Given this limitation, the obvious workaround is to put several DAGs into one .py file, thus saving time on imports. For example, right now we have one .py file per table import from the production database, which is very nice in terms of code layout in the IDE, and in terms of following changes on git. But we could put all these into one big .py file, and have one big .py file per “type” of DAG (eg. one file for imports, one for exports, etc).

I haven’t yet made up my mind whether we should do this: it feels wrong to sacrifice everyday engineering UX for an accidental architectural flaw in the ETL system.

Further optimizations

Other ideas:

  • talk straight to the Hive metastore
  • cache existing partitions once we know they're there

These are good idea, but at this point (repeatedly) querying Hive with SHOW PARTITIONs is not a bottleneck, so it wouldn't help us.

Conclusion

Airflow is the 5th ETL tool I use: we wrote 3 hand-rolled ETL system at Prezi (one in bash, one in Haskell, one in Go), at Facebook we used Dataswarm, and at Fetchr we use Airflow (which is based on Dataswarm). I think it’s great that we have Airflow, because it’s miles better than a hand-rolled ETL system. Also, as it matures, it will get better!

Having said that, I hope the open source Data Engineering community will improve Airflow in the future to address these issues. My problems with Airflow are three-fold:

  • bugs:
    • the unreliable pools feature
    • Airflow can get stuck in various ways:
      • all worker slots are used up by tasks which block; in this case, we have to ps ax | grep airflow | grep wait | awk ' { print kill -9 $1 } ' on the worker
      • sometimes tasks get stuck in null or queued status; in this case, we have to manually re-kick them on the UI
      • sometimes the scheduler itself runs into a bug and gets stuck; in this case we have to restart the scheduler itself on the master with systemctl restart airflow-scheduler.service
  • architectural shortcomings
    • only making progress on the DAG when re-running the .py file containing the DAG
    • right now, for every task instance Airflow launches a new, expensive Python process on the worker node, which takes hundreds of MBs of memory and the turn-around time is quite slow; it'd be nice to come up with an "in-process" way to launch small inexpensive checks quickly (like waits)
  • resource hungry: we run two beefy EC2 instances, one airflow-master and one airflow-worker, but all these really do is manage a relatively small DAG (~100 DAGs each with ~10 tasks); the actual work is performed on a third node (actually, a cluster), the EC2 nodes that are running Presto and the various ML jobs; still, both nodes show 2-3 load with top.

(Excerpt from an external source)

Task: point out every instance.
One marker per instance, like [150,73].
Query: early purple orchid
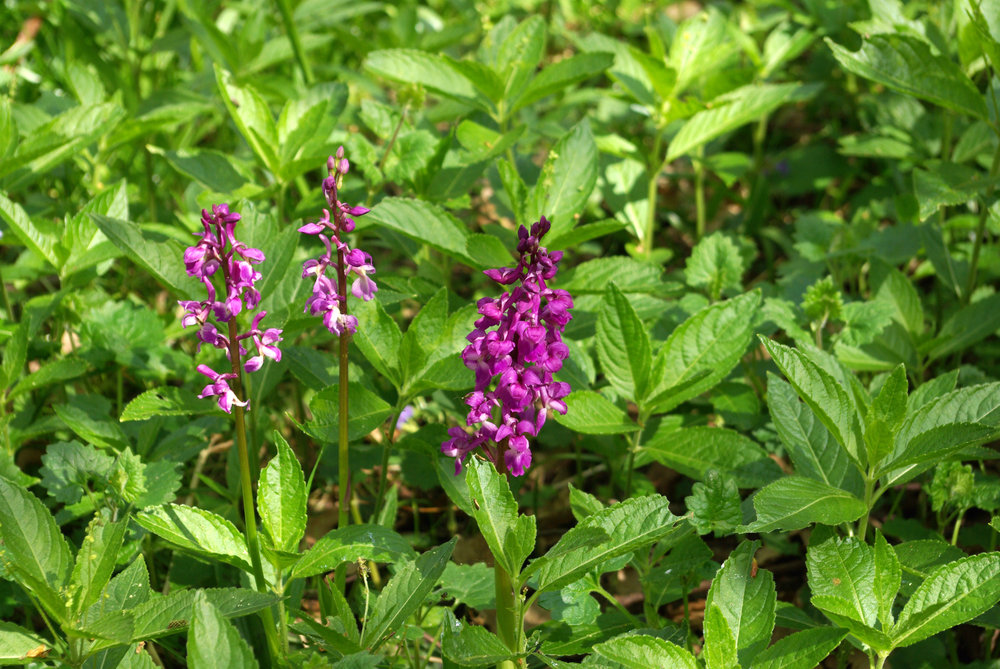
[522,354]
[218,249]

These are real issues that affect our production every day in terms of landing time, dollars and engineering time:

  • Airflow is slow to make progress
  • we often have to manually kill / clear / re-kick jobs
  • we run two EC2 nodes just for Airflow (master and worker)

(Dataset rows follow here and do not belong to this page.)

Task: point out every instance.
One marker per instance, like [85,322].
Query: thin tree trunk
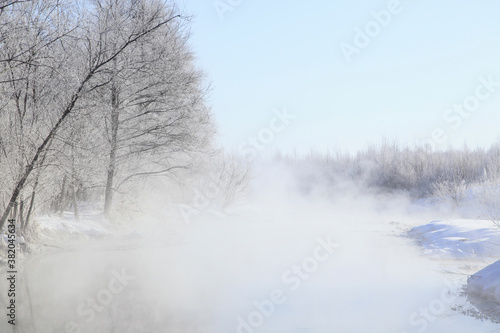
[62,196]
[21,214]
[30,208]
[115,113]
[75,205]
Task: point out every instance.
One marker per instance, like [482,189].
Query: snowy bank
[459,238]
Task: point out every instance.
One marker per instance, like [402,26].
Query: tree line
[95,96]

I definitely don’t regret using Airflow, but it would be nice if the core engine itself would be more efficient, performant, and less wasteful. 10 years ago I was a proud C++ programmer, building database kernels and storage engines, optimizing away bits and bytes. Today, because I try to move fast and focus on impact—which is the right thing to do, despite these issues—throwing hardware and money at a simple problem of managing a small DAG is the best option. Feels weird.